The minimum average lux level for a classroom is 240lx, however 300lx is generally recommended. When thinking holistically in regards to an educational space, sometimes the lux level is raised to 450lx at the front of the classroom to accommodate numerous outlying factors such as, an older teacher with impaired vision or extra luminance on the main learning area.

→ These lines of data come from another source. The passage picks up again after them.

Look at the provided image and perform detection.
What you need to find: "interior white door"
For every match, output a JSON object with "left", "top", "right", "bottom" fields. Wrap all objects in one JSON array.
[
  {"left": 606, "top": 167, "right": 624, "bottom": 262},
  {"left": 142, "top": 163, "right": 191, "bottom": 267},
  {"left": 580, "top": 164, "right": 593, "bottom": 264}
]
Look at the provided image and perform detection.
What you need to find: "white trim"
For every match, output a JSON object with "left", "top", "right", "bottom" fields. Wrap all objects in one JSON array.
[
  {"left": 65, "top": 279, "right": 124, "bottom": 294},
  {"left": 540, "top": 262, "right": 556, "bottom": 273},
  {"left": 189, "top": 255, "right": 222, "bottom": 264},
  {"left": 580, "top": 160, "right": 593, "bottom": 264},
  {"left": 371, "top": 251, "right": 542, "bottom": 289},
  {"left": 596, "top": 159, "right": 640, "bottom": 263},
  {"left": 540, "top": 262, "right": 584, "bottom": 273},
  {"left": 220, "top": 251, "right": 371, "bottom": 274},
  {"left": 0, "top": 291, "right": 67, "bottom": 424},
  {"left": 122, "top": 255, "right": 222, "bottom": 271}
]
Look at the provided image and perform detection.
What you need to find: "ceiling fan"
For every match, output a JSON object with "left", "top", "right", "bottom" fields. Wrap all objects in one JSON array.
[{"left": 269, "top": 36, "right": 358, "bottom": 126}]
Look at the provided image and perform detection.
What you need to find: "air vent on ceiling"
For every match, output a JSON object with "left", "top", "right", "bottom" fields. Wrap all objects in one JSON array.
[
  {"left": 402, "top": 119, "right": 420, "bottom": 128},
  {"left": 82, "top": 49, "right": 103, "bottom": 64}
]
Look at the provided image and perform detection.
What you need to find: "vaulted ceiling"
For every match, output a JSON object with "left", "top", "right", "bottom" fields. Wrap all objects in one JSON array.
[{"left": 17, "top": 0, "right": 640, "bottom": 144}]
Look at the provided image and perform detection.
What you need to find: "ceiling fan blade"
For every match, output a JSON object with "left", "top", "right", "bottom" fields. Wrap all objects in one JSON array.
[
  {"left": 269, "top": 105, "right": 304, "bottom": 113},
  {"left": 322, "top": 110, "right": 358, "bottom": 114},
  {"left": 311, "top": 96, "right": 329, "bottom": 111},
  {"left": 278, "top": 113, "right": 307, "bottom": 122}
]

Below are 3 examples of ways to light a classroom space;
Recessed LED extrusion produced a seamless line of light across a whole ceiling space. The main benefits of having continuous lighting is the customisation, made to measure lengths and angled corners, resulting in a continual light source that matches the architecture of the room. Wall washing extrusion can be added across areas that require a lot of wall illumination.
Direct / Indirect:
Suspended direct / indirect luminaires is a great way of illuminating a classroom while keeping a very comfortably, airy feel to the space. The indirect illuminance provides good vertical illumination for walls & students faces. Another great feature of having a direct / indirect setup is having the direct and indirect outputs separately controlled via a DALI control system
Tuneable LED Panels:
There have been numerous studies conducted on the links between colour temperatures in lighting throughout the time period of a working day. Some studies have suggested that having a higher CCT at the start of the day boosts alertness and motivation, then as the day progresses, slowly tune to a warmer CCT as we prepare to end the day.